We particularly enjoyed the section dealing with ‘Death and Ritual in Stone Age Scotland’, whose narrative came from an ethnographic account of a Hindu man describing the cremation of his son on a traditional pyre. The man’s story details the placing of a guitar on his son’s chest which obviously has parallels prehistoric grave goods. He also describes the addition of strong-smelling herbs and incense to the pyre to mask the burning of the body, saying that the smells from their burning are quite pleasant and soothing. Although this may be a bit of a grim detail to document, hearing this man describe the smells of the burning herbs together with the crackling and snapping sounds from the fire soundtrack really gives you an emotive sense of the experience without the overly forceful presence of an ‘archaeological reconstruction’. The ethnographic angle helps to reinforce the sense that this is a story, an interpretation – not hard fact to be applied directly to the past, and I think that subtle touch is why I liked the exhibit so much.

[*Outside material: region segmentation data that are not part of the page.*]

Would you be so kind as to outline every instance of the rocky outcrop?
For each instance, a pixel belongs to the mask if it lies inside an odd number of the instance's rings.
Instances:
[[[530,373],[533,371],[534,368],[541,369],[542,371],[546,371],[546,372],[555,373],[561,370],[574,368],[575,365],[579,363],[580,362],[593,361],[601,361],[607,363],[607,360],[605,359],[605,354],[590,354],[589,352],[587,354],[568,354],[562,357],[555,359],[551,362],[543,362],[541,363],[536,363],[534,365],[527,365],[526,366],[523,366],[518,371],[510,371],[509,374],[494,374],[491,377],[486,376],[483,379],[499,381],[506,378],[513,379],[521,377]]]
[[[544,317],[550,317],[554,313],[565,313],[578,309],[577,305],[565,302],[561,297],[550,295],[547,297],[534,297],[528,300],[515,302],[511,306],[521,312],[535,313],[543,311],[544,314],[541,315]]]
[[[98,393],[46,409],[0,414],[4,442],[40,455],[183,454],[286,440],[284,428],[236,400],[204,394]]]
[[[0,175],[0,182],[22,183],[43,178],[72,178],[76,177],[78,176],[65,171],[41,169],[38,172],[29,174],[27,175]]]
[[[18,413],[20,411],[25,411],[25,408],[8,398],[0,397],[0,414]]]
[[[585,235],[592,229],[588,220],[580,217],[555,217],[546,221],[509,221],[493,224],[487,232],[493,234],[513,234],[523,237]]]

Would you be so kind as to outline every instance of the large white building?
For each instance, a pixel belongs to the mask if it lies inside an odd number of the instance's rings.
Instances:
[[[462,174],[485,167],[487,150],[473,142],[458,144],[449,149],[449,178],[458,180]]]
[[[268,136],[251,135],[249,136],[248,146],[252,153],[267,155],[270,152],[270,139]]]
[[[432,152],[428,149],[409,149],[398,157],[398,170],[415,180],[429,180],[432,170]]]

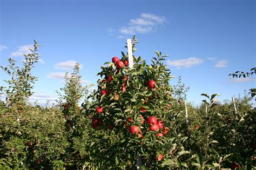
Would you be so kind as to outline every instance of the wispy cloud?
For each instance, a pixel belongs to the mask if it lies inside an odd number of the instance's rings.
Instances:
[[[174,66],[178,69],[182,67],[188,68],[193,66],[198,65],[204,63],[204,61],[197,57],[190,57],[188,58],[181,59],[177,60],[167,60],[167,64],[169,66]]]
[[[7,49],[7,46],[5,45],[0,45],[0,51],[3,51],[5,49]]]
[[[143,13],[139,18],[131,19],[126,25],[122,26],[118,32],[118,38],[124,38],[125,35],[150,33],[157,30],[160,26],[167,22],[164,16],[159,16],[154,13]],[[109,28],[108,32],[113,33],[114,30]]]
[[[57,69],[72,70],[74,67],[76,63],[78,62],[75,60],[68,60],[65,62],[60,62],[56,64],[54,67]],[[82,65],[80,65],[80,69],[82,69]]]
[[[214,57],[208,57],[208,58],[207,58],[207,59],[209,60],[216,60],[216,58],[214,58]]]
[[[23,57],[23,54],[28,55],[31,51],[29,49],[33,49],[33,45],[31,44],[24,45],[18,47],[18,50],[13,52],[10,55],[10,57]]]
[[[231,83],[244,83],[244,82],[248,82],[251,81],[255,81],[255,78],[251,78],[251,77],[246,77],[246,78],[234,78],[230,79],[230,82]]]
[[[216,67],[225,67],[227,66],[228,60],[219,60],[218,61],[215,66]]]
[[[62,72],[51,72],[47,74],[47,78],[54,78],[57,79],[62,79],[65,77],[66,73]]]

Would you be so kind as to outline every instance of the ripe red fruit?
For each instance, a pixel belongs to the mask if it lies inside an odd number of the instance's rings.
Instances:
[[[102,91],[100,92],[100,93],[102,94],[102,96],[103,95],[107,95],[107,91],[105,90],[102,90]]]
[[[99,107],[99,106],[97,106],[97,112],[98,113],[102,113],[102,112],[103,112],[103,110],[104,110],[104,108],[103,107]]]
[[[124,63],[122,61],[119,61],[116,63],[116,66],[117,69],[120,69],[124,66]]]
[[[139,133],[139,127],[137,126],[133,126],[130,128],[130,133],[132,134],[138,134]]]
[[[158,120],[157,122],[157,125],[158,126],[159,128],[163,128],[164,127],[164,124],[161,120]]]
[[[151,126],[149,128],[150,131],[158,132],[159,130],[159,127],[157,125]]]
[[[143,112],[143,113],[145,113],[145,112],[146,112],[146,108],[145,108],[143,106],[140,106],[140,112]]]
[[[156,125],[157,122],[157,119],[154,116],[151,116],[147,120],[147,124],[150,126]]]
[[[126,127],[127,128],[130,127],[131,125],[130,124],[132,121],[132,119],[131,117],[127,118],[126,121],[125,123],[125,127]]]
[[[163,128],[163,133],[164,133],[164,134],[169,134],[169,128],[168,127],[164,127]]]
[[[112,62],[114,63],[116,63],[119,61],[119,59],[117,57],[114,57],[112,58]]]
[[[112,130],[114,128],[114,126],[113,125],[108,125],[107,128],[109,130]]]
[[[154,89],[156,84],[157,84],[157,83],[153,80],[149,80],[147,84],[147,87],[149,87],[149,89]]]
[[[145,119],[144,119],[144,118],[143,118],[143,117],[141,115],[139,115],[139,117],[140,118],[141,118],[143,120],[142,120],[142,121],[140,121],[142,123],[142,124],[144,124],[144,122],[145,122]]]
[[[112,80],[113,80],[113,77],[112,77],[112,76],[109,76],[107,77],[107,80],[109,80],[109,83],[111,83]]]
[[[157,138],[163,137],[164,134],[161,133],[158,133],[156,136],[157,137]]]
[[[129,62],[128,62],[128,60],[124,61],[124,65],[126,66],[129,65]]]
[[[163,154],[161,153],[159,154],[159,155],[158,155],[158,157],[157,157],[157,160],[158,161],[160,161],[162,160],[163,157],[164,157],[164,156],[163,155]]]

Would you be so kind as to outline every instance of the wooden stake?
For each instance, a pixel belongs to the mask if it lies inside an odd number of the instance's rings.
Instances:
[[[129,63],[129,67],[132,68],[133,67],[133,57],[132,57],[132,39],[127,39],[127,48],[128,50],[128,61]]]

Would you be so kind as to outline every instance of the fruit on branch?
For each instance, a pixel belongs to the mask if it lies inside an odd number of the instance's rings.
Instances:
[[[118,69],[121,69],[124,67],[124,62],[122,61],[119,61],[116,63],[116,66]]]
[[[133,126],[130,128],[130,133],[132,134],[138,134],[139,131],[139,127],[137,126]]]
[[[155,85],[157,83],[153,80],[149,80],[147,83],[147,87],[149,87],[149,89],[154,89],[156,87]]]
[[[112,58],[112,62],[114,63],[116,63],[119,61],[119,59],[117,57],[114,57]]]
[[[125,61],[124,61],[124,65],[125,65],[126,66],[127,66],[129,65],[129,62],[128,62],[127,60],[126,60]]]
[[[157,122],[157,125],[159,127],[159,128],[161,129],[164,127],[164,124],[163,121],[161,120],[158,120]]]
[[[158,131],[159,130],[159,127],[157,125],[154,125],[150,126],[149,128],[149,130],[155,132],[158,132]]]
[[[102,91],[100,92],[100,94],[102,94],[102,96],[103,95],[107,95],[107,91],[105,90],[102,90]]]
[[[151,116],[147,120],[147,124],[150,126],[153,126],[157,124],[157,119],[154,116]]]
[[[103,107],[100,107],[100,106],[97,106],[96,110],[97,110],[97,112],[100,113],[103,112],[104,108]]]

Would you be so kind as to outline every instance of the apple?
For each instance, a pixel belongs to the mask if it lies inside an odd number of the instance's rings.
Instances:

Discussing exhibits in the museum with Aaron really opened my eyes to a new way of thinking about archaeological reconstruction. Although through the interpretive process of reconstruction the archaeologist will consult various sources from scientific analysis of organic remains, to site layout, to ethnographic sources, essentially what will be produced will always be biased by the way that any given illustrator perceives the world around them. Even if we could take someone from the present and transport them back to the Neolithic or Bronze Age itself, they would still observe the experience from their own philosophical perspective. My point being that although I use the term ‘reconstruction’ to describe the visualisation process, this should not be taken to imply that ‘virtual time-travel’ in any sense is in obtainable!
If I took anything from Aaron’s visit I think it was to not be so opposed to the idea of embracing creativity, I realised that this approach in the right setting can be a very powerful tool in developing interpretations.